10.000 Menschen sollen in die Türkei zurückgeführt werden
10.000 Geflüchtete sollen von den Inseln bis Ende 2020 in die Türkei zurückgeführt werden. Das ließ die Ministerrunde nach der Sitzung in Athen verkünden. Außerdem will die Mitsotakis-Regierung geschlossene Lager für sogenannte illegale - also abgelehnte Asylbewerber - bauen lassen. Keine Rede von den neuen Konzepten, die die konservative Regierung im Wahlkampf versprochen hatte, mit denen sich die Lebensbedingungen für Flüchtlinge auf griechischen Inseln schnell verbessern sollte.
Was jetzt wirklich wichtig ist, sagten in den Stunden nach der neuen Brandkatastrophe von Lesbos wieder nur die Nicht-Regierungsorganisationen. Das Flüchtlingshilfswerk der Vereinten Nationen verlangt schnelle Verlegungen von deutlich mehr Migranten als bisher aufs Festland. In einem ersten Schritt ließ die griechische Regierung bereits 215 Menschen - vor allem Familien mit Kindern und kranke Menschen - von Lesbos nach Piräus verlegen. Hunderte weitere Migranten auch aus Lagern auf Samos, Chios, Leros und Kos sollen folgen. Insgesamt harren auf den griechischen Inseln etwa 30.000 Migranten aus.
Andere Flüchtlingshelfer sorgen sich um eine Aufweichung der Asylverfahren und kritisieren einmal mehr, dass viele der jetzt neu aus der Türkei nach Lesbos oder auf andere griechische Inseln geflüchteten Migranten bis zu zwei Jahre lang warten müssen, bis entschieden ist, ob sie in Europa Asyl bekommen werden oder nicht.

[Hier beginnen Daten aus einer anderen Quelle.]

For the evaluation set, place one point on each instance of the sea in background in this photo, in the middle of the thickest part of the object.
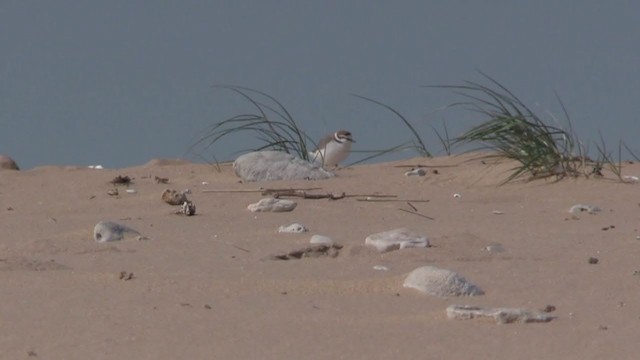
(120, 83)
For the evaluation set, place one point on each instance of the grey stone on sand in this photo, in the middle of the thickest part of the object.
(396, 239)
(499, 315)
(277, 165)
(416, 172)
(7, 163)
(440, 282)
(578, 208)
(272, 205)
(321, 240)
(173, 197)
(294, 228)
(106, 231)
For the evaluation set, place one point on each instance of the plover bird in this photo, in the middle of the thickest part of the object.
(332, 149)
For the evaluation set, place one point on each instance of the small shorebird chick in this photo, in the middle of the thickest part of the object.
(332, 149)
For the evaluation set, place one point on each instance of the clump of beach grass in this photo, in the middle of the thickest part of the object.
(272, 124)
(513, 131)
(416, 144)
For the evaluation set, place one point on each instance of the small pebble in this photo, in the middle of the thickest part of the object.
(416, 172)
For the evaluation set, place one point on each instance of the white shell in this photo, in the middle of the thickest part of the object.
(294, 228)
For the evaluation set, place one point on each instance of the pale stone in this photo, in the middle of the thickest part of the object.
(277, 165)
(396, 239)
(294, 228)
(578, 208)
(7, 163)
(273, 205)
(499, 315)
(440, 282)
(416, 172)
(106, 231)
(321, 240)
(172, 197)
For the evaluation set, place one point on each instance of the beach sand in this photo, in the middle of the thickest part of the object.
(204, 287)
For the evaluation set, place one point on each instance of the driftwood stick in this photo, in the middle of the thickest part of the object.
(305, 195)
(417, 213)
(427, 166)
(392, 200)
(260, 190)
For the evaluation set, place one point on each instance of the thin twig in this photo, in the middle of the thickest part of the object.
(391, 200)
(416, 213)
(255, 190)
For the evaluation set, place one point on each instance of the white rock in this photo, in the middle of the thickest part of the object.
(277, 165)
(440, 282)
(106, 231)
(7, 163)
(416, 172)
(500, 315)
(584, 208)
(321, 240)
(273, 205)
(293, 228)
(396, 239)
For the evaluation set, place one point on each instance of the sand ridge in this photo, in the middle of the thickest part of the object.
(203, 286)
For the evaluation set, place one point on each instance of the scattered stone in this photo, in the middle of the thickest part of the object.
(396, 239)
(7, 163)
(125, 276)
(440, 282)
(499, 315)
(549, 308)
(106, 231)
(160, 180)
(416, 172)
(494, 248)
(578, 208)
(314, 251)
(294, 228)
(277, 165)
(321, 240)
(188, 208)
(122, 180)
(172, 197)
(273, 205)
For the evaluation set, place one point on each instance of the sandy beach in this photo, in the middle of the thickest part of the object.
(206, 286)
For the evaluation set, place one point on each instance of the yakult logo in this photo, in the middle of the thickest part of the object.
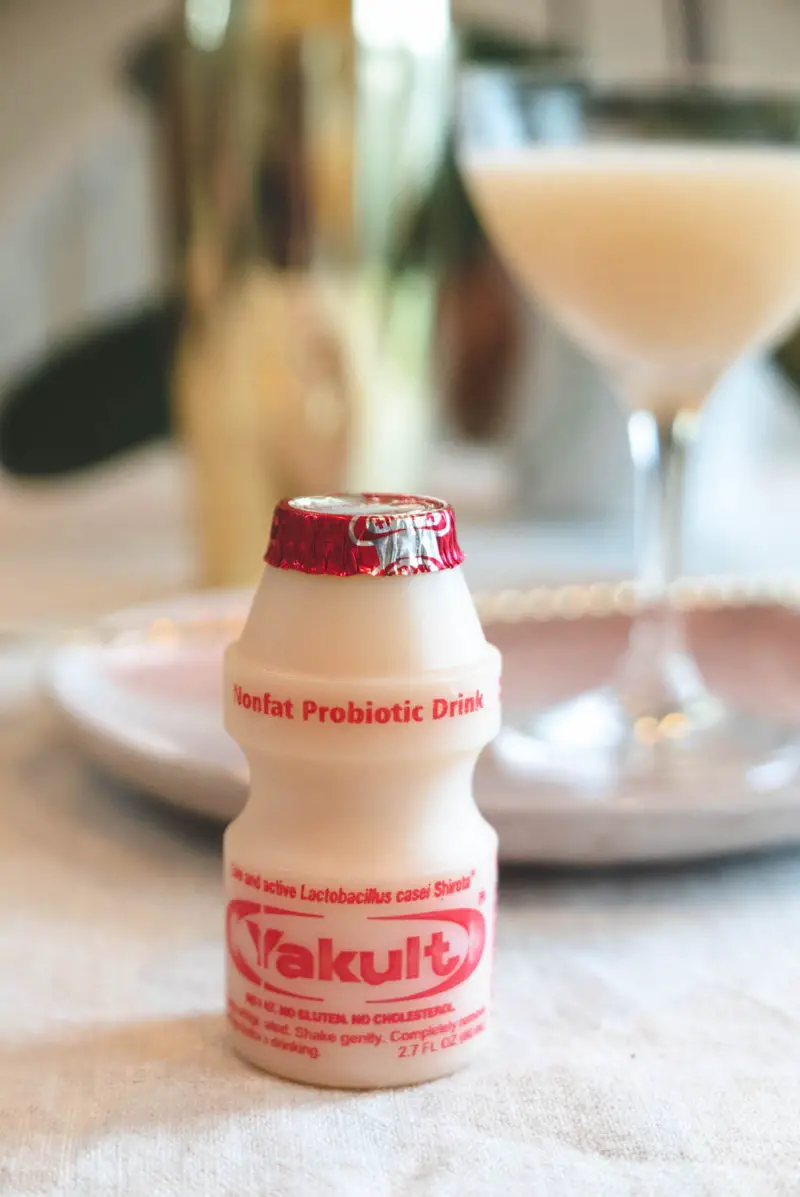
(405, 544)
(426, 954)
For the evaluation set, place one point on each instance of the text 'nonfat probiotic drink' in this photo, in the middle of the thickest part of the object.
(361, 876)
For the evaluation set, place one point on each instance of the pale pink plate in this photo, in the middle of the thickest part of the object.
(140, 694)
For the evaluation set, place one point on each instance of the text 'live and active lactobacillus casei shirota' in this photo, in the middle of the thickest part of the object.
(361, 876)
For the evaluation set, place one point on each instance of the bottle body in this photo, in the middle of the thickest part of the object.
(361, 877)
(371, 971)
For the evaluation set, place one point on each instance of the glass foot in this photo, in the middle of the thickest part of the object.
(592, 748)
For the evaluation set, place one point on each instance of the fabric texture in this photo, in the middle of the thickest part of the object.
(646, 1036)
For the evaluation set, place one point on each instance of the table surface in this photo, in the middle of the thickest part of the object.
(646, 1036)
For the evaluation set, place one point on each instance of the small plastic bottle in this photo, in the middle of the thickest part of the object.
(361, 875)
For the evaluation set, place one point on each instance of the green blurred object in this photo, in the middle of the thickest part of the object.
(94, 399)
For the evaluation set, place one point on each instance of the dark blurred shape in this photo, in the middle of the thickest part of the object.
(92, 399)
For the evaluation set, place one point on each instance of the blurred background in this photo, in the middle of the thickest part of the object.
(237, 260)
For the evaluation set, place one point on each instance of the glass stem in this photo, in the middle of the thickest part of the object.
(659, 675)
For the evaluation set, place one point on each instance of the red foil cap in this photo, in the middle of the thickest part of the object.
(383, 535)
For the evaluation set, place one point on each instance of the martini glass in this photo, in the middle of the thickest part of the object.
(660, 225)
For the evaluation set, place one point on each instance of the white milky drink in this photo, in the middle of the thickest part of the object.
(665, 262)
(361, 876)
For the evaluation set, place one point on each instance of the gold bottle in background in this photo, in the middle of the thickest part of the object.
(308, 134)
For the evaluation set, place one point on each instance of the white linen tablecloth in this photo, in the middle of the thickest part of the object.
(647, 1032)
(647, 1036)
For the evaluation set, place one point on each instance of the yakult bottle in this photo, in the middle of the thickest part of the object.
(361, 876)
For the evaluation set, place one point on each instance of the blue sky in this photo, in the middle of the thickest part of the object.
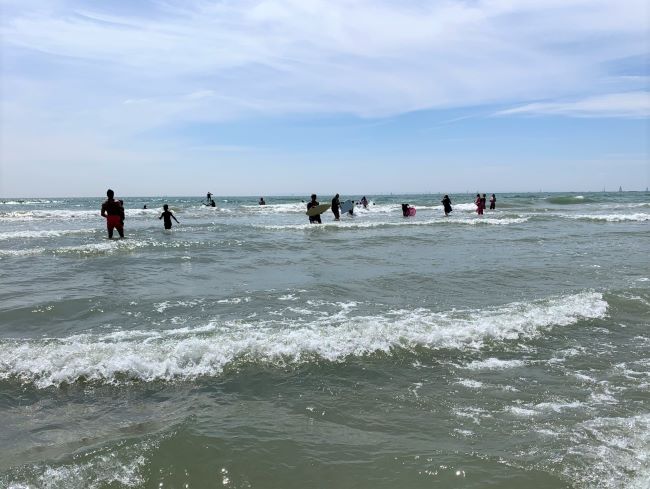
(269, 97)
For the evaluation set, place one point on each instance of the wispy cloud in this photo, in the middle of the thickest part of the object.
(101, 78)
(631, 104)
(363, 57)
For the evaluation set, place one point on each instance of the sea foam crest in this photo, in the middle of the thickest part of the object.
(188, 352)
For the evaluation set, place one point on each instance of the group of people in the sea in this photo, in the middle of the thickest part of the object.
(480, 203)
(113, 210)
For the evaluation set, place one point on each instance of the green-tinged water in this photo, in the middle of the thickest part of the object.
(246, 348)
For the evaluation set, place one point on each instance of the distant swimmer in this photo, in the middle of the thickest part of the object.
(364, 202)
(113, 212)
(310, 204)
(446, 203)
(336, 205)
(168, 216)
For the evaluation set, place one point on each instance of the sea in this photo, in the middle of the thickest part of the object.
(246, 348)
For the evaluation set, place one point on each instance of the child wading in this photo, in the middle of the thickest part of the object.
(167, 214)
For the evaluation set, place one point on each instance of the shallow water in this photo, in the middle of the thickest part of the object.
(246, 348)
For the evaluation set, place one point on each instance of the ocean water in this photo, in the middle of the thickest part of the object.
(248, 349)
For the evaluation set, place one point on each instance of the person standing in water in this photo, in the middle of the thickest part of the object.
(479, 204)
(167, 214)
(336, 204)
(113, 212)
(313, 203)
(446, 203)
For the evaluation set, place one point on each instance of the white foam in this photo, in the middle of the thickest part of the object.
(102, 468)
(190, 352)
(363, 224)
(32, 234)
(495, 364)
(471, 384)
(637, 217)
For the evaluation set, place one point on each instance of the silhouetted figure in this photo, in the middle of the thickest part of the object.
(168, 216)
(113, 212)
(446, 203)
(336, 204)
(479, 204)
(310, 204)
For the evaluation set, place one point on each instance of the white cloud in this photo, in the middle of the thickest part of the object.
(631, 104)
(364, 57)
(84, 81)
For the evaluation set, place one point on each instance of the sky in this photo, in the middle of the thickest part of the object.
(291, 97)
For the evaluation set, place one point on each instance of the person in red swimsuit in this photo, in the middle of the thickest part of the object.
(113, 211)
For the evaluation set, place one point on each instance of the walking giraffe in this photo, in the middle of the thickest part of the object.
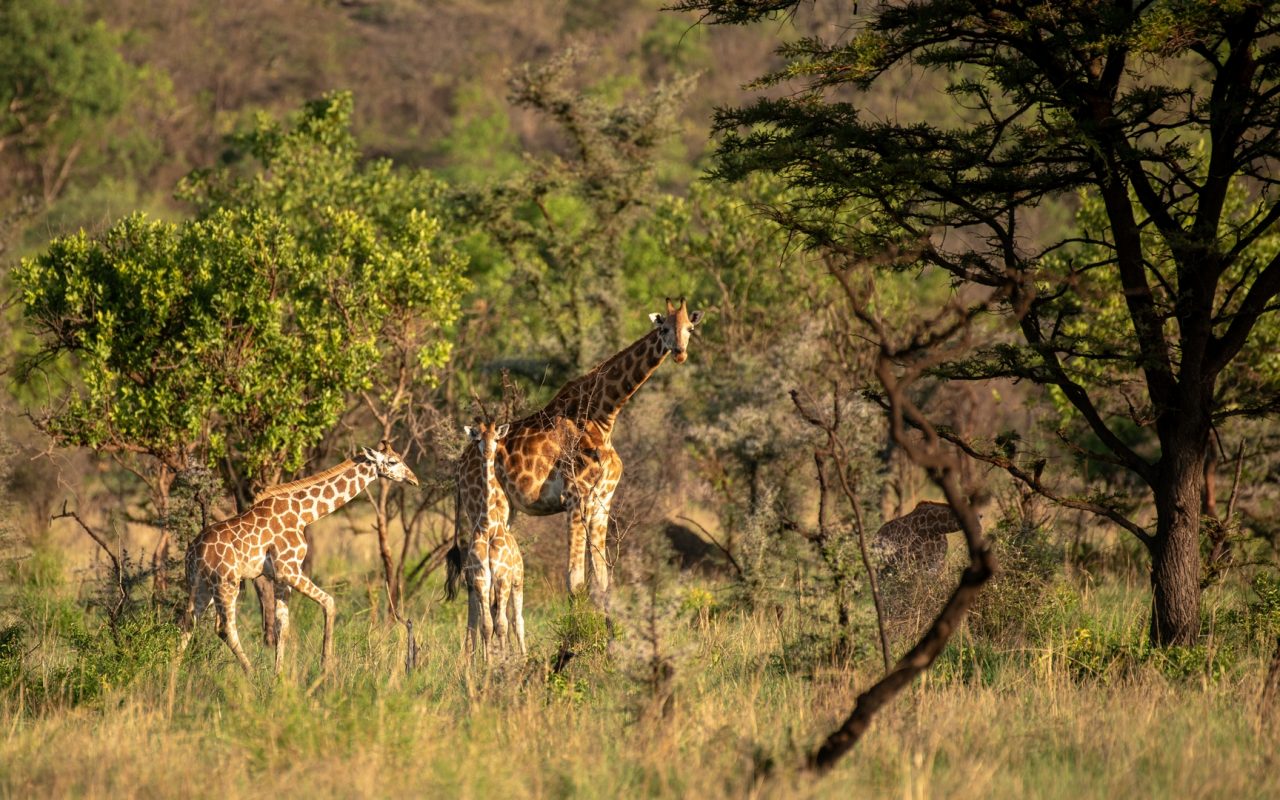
(268, 539)
(561, 458)
(493, 568)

Nach dem Brand und dem Tod der Frau drohte die Lage in Moria zu eskalieren.
Von zwei Kindern fehlt jede Spur
Besonders wichtig war der griechischen Regierung gestern, dass sie offiziell nur von einer Mutter spricht, die durch das Feuer in Moria getötet wurde. Dass diese Mutter zwei Töchter gehabt haben soll, von denen jetzt jede Spur fehlt, müssten die Ermittler ganz in Ruhe prüfen, heißt es. Brandexperten werden mit der Aussage zitiert, das Feuer im Innern der ausgebrannten Wohncontainer sei so stark gewesen, dass es vielleicht niemals möglich sein wird, von mutmaßlich verbrannten Kindern irgendeine Spur zu finden.